What’s the solution? The graybeard will blame the programmer, say we need fewer dependencies and that any competent dev can re-write Figma in vanilla.js over a weekend. The HN commenter will blame the programmer for failing to audit the quarter-million lines of code in their dependencies.

But we shouldn’t want to give up dependencies. Leveraging dependencies increases economic productivity, reinventing the wheel (unless you have a good reason) decreases it. Modern programming is O-ring, not Cobb-Douglas. And as I wrote in the Austral intro post, blaming the programmer will change nothing:

If planes were flown like we write code, we’d have daily crashes, of course, but beyond that, the response to every plane crash would be: “only a bad pilot blames their plane! If they’d read subparagraph 71 of section 7.1.5.5 of the C++, er, 737 spec, they’d know that at 13:51 PM on the vernal equinox the wings fall off the plane.”

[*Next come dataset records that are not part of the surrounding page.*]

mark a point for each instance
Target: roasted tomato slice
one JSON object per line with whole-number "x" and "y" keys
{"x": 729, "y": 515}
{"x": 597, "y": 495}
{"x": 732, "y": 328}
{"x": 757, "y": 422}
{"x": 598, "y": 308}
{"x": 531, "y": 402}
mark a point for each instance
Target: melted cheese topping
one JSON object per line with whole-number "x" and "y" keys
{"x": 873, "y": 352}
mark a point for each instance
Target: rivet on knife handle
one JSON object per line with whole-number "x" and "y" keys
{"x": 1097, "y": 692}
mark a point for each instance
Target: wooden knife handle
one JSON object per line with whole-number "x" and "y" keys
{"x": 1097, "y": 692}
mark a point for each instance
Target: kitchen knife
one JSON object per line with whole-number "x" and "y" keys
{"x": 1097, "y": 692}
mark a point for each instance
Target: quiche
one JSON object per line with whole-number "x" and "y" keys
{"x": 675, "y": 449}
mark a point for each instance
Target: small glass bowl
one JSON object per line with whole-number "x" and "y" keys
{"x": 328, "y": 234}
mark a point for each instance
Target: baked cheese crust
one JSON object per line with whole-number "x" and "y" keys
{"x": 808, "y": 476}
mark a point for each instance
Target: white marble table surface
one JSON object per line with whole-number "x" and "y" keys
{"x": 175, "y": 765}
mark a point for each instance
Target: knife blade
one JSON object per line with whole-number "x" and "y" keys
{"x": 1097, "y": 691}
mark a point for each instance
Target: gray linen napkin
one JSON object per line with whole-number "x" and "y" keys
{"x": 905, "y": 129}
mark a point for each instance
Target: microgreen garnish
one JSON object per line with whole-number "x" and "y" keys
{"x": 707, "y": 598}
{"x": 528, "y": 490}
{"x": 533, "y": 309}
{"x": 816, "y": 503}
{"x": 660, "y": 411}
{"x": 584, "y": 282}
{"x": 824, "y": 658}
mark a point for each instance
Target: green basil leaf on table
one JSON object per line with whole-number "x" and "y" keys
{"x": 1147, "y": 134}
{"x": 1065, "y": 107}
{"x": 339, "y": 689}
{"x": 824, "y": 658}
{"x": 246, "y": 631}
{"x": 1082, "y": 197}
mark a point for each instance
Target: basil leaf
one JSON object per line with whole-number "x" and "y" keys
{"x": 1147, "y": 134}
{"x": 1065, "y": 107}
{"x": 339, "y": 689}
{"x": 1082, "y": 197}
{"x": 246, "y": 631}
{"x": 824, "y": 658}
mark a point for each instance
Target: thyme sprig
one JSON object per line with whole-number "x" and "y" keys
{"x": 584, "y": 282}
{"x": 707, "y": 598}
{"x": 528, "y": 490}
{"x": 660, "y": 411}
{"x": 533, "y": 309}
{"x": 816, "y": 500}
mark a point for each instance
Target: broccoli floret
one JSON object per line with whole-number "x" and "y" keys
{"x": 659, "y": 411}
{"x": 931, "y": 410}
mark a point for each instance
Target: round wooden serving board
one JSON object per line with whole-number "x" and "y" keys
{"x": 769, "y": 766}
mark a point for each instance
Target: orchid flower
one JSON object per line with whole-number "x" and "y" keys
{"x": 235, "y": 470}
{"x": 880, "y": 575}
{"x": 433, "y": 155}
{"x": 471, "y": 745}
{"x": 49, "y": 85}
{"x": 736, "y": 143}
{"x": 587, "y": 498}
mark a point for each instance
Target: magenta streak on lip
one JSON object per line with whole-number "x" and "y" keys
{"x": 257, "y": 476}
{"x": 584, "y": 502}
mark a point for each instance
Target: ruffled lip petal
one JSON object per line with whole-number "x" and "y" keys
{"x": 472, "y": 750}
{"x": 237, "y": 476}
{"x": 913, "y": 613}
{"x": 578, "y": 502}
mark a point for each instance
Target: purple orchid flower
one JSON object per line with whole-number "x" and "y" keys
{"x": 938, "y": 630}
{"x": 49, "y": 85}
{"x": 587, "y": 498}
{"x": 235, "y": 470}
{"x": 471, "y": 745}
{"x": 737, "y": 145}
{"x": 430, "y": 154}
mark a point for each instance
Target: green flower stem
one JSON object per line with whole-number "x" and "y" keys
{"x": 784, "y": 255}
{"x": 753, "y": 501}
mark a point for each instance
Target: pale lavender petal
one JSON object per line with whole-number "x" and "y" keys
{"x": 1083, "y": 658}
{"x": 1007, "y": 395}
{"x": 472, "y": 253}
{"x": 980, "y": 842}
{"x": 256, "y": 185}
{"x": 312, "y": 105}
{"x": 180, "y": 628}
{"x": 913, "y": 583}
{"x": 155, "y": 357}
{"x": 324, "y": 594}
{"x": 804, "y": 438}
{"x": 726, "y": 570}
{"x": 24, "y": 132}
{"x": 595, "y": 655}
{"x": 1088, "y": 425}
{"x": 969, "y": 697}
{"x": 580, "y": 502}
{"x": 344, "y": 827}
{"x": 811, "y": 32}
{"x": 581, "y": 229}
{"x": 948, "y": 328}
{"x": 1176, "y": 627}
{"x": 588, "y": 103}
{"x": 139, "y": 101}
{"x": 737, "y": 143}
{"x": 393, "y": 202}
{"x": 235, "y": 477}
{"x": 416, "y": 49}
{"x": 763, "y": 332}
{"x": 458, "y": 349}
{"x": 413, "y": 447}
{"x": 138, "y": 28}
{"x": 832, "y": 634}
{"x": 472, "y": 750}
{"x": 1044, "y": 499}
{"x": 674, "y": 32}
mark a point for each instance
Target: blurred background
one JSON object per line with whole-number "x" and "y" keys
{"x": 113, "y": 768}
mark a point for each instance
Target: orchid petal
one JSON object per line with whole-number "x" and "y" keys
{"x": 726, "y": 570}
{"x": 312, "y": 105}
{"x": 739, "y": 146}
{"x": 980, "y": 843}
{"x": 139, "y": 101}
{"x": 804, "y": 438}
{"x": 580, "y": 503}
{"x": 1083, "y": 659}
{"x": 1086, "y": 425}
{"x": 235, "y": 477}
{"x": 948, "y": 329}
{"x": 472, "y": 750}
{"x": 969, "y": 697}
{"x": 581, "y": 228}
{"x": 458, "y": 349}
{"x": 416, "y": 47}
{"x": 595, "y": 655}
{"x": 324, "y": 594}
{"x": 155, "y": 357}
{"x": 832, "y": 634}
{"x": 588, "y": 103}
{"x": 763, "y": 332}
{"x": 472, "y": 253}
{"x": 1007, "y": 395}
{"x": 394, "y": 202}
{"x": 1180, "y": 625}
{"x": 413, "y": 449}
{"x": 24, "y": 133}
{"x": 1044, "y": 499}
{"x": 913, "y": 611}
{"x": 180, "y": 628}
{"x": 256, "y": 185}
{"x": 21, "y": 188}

This doesn’t happen in aviation, because in aviation we have decided, correctly, that human error is an intrinsic and inseparable part of human activity. And so we have built concentric layers of mechanical checks and balances around pilots, to take on part of the load of flying. Because humans are tired, they are burned out, they have limited focus, limited working memory, they are traumatized by writing executable YAML, etc.

Discipline doesn’t fix type errors: type systems do. Discipline doesn’t fix memory leaks and buffer overflows: ownership types do. Similarly, security vulnerabilities will not be fixed by demanding superhuman discipline but by building languages with safer semantics.

The Solution
Capabilities in Austral
Limitations
Future Work
1. Auditing
2. A Stricter Model

The Solution

The solution is capability-based security. A capability is an unforgeable token that grants access to some permissioned resource, like the filesystem or the network or an accurate clock. Anything that should be locked down should require a capability to access.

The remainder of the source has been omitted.